Demonstration of thyroid stimulating activity within H chain fragments of TSAb-IgG by protease digestion and reduction

OBJECTIVE Whether or not the distribution of biologically active fragments in TSAb‐IgG molecules parallels antigen‐binding activity in other anti‐thyroidal antibodies was examined. DESIGN Both the thyroid stimulating (TS) activity (cAMP production in thyroid cells) and TSH binding inhibition (TBI) activity (determined by TSH receptor assay) were examined by measuring the reduction in TSAb‐IgG followed by gel‐filtration on Sephadex G‐100. Two forms of IgG were separated from TSAb‐IgG by column chromatography using Protein L‐Sepharose (specifically binds to κ chain). The IgG(κ) was reduced with dithiothreitol (DTT) and the unbound fraction (UF) (the free heavy (H) chain) and the bound fraction (BF) (the free κ chain and the non‐reduced IgG(κ)) were separated using Protein L‐Sepharose.

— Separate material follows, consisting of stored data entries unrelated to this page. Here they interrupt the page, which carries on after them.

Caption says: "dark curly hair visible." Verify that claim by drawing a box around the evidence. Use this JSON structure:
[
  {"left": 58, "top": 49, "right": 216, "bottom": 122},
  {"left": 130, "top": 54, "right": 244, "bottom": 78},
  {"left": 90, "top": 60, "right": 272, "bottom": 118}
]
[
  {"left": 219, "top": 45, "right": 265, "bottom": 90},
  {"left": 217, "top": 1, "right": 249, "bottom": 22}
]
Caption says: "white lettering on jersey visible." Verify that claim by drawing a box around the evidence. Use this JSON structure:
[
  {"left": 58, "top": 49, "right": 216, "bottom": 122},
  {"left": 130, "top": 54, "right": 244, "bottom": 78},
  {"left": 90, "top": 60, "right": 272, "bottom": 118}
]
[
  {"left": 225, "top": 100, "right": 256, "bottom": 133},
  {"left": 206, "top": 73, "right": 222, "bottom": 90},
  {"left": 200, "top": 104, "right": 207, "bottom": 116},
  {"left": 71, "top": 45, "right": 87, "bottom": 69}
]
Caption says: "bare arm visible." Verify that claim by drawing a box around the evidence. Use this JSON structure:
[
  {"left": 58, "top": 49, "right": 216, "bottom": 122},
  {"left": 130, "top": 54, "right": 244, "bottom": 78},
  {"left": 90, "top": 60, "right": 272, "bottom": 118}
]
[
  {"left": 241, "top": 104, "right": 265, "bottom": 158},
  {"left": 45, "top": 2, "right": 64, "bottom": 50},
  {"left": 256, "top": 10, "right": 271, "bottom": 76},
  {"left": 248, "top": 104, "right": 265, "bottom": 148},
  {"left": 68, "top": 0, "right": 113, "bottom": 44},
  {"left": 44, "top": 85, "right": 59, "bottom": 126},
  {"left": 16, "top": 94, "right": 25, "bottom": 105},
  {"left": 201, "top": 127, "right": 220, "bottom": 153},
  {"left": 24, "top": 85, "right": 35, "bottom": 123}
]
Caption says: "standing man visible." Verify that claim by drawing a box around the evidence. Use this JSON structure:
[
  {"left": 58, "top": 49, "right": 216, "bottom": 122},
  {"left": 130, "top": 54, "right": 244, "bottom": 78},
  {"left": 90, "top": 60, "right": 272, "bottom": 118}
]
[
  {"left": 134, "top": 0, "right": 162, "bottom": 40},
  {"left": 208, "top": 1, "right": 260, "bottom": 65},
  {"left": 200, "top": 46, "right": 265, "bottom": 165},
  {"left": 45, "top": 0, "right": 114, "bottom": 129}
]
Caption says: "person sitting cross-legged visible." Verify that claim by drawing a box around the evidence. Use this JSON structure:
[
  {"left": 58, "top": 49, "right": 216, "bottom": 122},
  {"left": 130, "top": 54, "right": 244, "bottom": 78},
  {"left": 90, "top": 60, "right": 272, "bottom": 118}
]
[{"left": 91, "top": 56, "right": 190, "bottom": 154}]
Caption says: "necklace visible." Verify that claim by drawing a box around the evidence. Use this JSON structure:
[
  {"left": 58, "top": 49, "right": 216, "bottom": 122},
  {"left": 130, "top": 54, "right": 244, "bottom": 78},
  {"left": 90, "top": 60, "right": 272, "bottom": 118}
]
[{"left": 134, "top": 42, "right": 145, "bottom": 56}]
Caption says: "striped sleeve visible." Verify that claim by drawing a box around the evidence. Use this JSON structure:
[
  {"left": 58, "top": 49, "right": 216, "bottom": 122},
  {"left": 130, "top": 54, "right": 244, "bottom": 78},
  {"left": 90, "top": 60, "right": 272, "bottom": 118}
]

The Fab fragment was separated by Protein A‐Sepharose after papain hydrolysis of TSAb‐IgG, then separated into two Fab(κ) and Fab(λ) forms by Protein L‐Sepharose. The Fd fragment (or fragment containing Fd) was prepared from Fab(κ) by DTT reduction followed by Protein L column. RESULTS The free H chain fraction showed TS and TBI activity, but neither anti‐thyroglobulin (Tg) nor anti‐thyroid peroxidase (TPO) antibody activities. The free light (L) chain was not biologically active. Similar TS and TBI activities were found not only in IgG(κ) and IgG(λ) but also in the Fab(κ) and Fab(λ) fractions. Fd fragment that was not contaminated with free κ chain had TS and weak TBI activities. CONCLUSIONS The thyroid stimulating activity in 5 TSAb‐IgG samples was found in IgG (κ), IgG (λ), Fab (κ), Fab (λ), H chain and Fd separated by papain digestion and reduction. These results showed that TSAb was polyclonal and that the Fd fragment was important as the biologically active site.